Helen Taft with her father, William Howard Taft

Helen Taft with her father, William Howard Taft
Helen Herron Taft Manning was born on August 1, 1891, in Cincinnati, Ohio. She was the second child and the only daughter of President William Howard Taft and Helen Herron Taft. Much like her brother, Helen was an intelligent child and achieved academic success on her own right. She attained goals that her mother, Nellie, wasn’t able to get because of the limitations set on women during the latter’s time.

Helen got a scholarship from Bryn Mawr College. She was a student of the said institution when his father won the presidency. However, Nellie suffered a stroke, causing her to be invalid. With that, Helen had to halt her studies temporarily and move back to the White House. She helped her mother recover and regain her speech and bodily movement. During that time, Helen acted as the official hostess at several events in the White House while her mother was unable to do so. In 1910, she celebrated her debutante party at the White House.

After Nellie recovered, Helen went back to Bryn Mawr College to resume her studies. In 1915, she finished college, earning a degree in history. Two years later, Helen became a dean at the age of only 26. Then, in 1919, she became the acting president. After that, she went to Yale University and earned her doctorate in history. Helen returned to Bryn Mawr College in 1925 and served as the dean and professor. She continued to teach history and retired in 1957. As a suffragist, Helen also toured the country, provided talks and speeches about women and their rights.

Helen married his husband, Frederick Johnson Manning, in 1920. Frederick was also a history professor who then transferred from Yale University to Swarthmore College. They were blessed with two daughters who also both became educators, Helen Manning Hunter, an economics professor, and Caroline Manning Cunningham, an instructor at the Manhattan School of Music. Helen Manning Taft died in Delaware, Pennsylvania, in February 1987 at the age of 95.

Charles Phelps Taft II

Charles Phelps Taft II with his father, William Howard Taft, prior to leaving for World War II

Charles Phelps Taft II with his father, William Howard Taft, prior to leaving for World War II

Charles Phelps Taft II was the son and third child of President William Howard Taft and Helen Herron Taft. He was born on September 20, 1897, in Cincinnati, Ohio. His name was derived from his uncle, who was a U.S. Congressman. Charles was only 11 years old when his father won the presidency. He was a constant playmate of Theodore Roosevelt’s children.

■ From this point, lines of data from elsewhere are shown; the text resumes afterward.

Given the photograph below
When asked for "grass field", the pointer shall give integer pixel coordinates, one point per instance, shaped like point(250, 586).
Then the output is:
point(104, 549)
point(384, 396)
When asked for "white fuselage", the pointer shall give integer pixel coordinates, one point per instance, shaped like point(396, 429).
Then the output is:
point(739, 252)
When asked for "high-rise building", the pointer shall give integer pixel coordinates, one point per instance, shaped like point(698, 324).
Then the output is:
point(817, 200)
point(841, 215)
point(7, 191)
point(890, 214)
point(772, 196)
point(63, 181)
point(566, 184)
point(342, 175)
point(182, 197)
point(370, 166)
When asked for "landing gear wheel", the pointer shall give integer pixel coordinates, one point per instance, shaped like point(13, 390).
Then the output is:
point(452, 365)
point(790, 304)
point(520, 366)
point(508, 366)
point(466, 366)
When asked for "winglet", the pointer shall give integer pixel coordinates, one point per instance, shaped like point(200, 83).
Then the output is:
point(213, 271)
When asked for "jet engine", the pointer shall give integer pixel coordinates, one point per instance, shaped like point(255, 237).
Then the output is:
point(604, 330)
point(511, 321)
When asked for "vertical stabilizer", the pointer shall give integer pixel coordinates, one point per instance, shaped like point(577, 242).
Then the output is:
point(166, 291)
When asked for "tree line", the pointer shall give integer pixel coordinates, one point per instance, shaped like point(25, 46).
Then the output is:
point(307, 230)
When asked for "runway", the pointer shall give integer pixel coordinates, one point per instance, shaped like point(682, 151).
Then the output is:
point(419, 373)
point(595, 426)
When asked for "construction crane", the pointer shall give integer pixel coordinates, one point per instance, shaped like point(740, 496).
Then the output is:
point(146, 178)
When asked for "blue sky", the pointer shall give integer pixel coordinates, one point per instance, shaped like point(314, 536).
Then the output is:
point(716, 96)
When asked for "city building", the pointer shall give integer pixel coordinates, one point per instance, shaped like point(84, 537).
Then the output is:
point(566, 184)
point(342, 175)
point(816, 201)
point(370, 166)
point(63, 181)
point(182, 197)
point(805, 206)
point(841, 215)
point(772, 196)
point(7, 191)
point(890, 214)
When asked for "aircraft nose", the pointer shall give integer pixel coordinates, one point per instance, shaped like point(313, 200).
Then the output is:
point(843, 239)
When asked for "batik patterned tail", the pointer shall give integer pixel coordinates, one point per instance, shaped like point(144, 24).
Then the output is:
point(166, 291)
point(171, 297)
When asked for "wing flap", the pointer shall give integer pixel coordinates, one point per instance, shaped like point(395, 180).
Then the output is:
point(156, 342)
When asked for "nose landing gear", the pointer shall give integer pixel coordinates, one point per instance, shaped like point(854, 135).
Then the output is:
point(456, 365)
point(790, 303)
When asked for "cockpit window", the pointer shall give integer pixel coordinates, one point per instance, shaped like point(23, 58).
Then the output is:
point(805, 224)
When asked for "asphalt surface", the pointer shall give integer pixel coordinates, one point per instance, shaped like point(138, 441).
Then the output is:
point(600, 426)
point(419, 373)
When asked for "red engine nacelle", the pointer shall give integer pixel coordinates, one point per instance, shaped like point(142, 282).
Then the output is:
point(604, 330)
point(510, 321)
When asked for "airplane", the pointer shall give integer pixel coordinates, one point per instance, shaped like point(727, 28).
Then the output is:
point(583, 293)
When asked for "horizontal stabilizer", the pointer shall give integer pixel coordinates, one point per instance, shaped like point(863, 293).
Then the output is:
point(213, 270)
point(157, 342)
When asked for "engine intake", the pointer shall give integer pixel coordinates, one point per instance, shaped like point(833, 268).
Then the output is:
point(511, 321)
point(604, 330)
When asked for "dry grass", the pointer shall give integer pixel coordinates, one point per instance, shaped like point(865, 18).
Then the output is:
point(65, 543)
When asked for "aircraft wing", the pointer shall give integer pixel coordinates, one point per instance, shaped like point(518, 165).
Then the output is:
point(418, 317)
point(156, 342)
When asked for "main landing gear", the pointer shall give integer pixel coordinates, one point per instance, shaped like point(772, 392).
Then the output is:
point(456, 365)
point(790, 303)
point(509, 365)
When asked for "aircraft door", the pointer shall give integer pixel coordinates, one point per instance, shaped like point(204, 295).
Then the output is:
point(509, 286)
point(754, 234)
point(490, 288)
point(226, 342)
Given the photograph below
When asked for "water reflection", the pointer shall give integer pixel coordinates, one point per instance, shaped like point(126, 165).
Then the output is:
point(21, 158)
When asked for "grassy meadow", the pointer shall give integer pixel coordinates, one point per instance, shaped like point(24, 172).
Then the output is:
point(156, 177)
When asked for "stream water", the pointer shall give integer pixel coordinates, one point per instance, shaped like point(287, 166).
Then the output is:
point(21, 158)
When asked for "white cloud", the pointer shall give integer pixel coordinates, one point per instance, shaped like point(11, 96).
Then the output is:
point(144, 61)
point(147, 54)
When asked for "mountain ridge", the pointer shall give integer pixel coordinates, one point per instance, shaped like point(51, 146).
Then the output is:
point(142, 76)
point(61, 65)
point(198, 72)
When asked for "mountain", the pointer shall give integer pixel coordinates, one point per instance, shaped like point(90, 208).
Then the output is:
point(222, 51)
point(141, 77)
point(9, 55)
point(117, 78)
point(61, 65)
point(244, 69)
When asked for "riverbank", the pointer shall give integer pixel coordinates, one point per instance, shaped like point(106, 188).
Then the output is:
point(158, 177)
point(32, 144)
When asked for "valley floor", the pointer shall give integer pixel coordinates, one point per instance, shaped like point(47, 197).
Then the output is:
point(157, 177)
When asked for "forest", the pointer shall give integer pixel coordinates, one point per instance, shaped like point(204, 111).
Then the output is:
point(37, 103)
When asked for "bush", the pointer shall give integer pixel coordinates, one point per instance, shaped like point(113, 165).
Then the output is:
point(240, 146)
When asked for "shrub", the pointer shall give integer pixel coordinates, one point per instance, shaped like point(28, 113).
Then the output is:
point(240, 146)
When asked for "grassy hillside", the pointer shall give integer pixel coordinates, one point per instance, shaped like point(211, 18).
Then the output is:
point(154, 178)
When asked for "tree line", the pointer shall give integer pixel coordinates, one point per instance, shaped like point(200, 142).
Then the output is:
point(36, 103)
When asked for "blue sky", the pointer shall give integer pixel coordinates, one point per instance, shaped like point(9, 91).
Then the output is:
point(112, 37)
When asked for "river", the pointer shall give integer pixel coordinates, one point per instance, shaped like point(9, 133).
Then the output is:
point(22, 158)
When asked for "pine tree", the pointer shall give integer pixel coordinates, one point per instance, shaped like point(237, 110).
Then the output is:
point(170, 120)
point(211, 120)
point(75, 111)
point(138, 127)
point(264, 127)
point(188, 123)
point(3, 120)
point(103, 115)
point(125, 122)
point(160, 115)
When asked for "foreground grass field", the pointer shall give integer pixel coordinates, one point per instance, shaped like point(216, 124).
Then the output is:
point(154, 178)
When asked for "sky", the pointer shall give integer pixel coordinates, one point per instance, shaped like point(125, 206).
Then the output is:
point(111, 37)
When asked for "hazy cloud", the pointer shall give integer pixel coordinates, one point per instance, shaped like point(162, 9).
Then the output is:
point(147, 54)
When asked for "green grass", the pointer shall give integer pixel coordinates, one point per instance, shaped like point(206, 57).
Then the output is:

Just like her sister, Helen, he also went to Yale University. However, he needed to drop out as World War I loomed in. After the war, he returned to Yale and earned his law degree in 1921. Charles embarked on successful law practice and became a renowned Republican. However, Charles was more liberal than his father and brother, Robert A. Taft. He supported reforms and went against political machines in his hometown.

During the Second World War, Charles became part of the Wartime Economic Affair’s State Department Office. In 1945, he became an advisor to the delegation of the U.S. in the San Francisco Conference. The said convention resulted in the establishment of the United Nations. During the same year, Charles started his twenty-year reign in the Cincinnati City Council and worked with the Charter Committee Party’s quest for better local governance.

Charles earned the Republican nomination for governor in 1952, but it went for naught as he lost Frank Lausche, the Democrat candidate. Three years later, he was elected as Cincinnati’s mayor and pushed for valuable works, such as public assistance for the needy, slum clearance, and better labor relations. Charles tried his second shot at the governorship but lost again. He continued law practice while still taking part in civic activities, more significantly in helping end racial discrimination. Charles Phelps Taft II died in Cincinnati, Ohio, in 1983 at the of 86.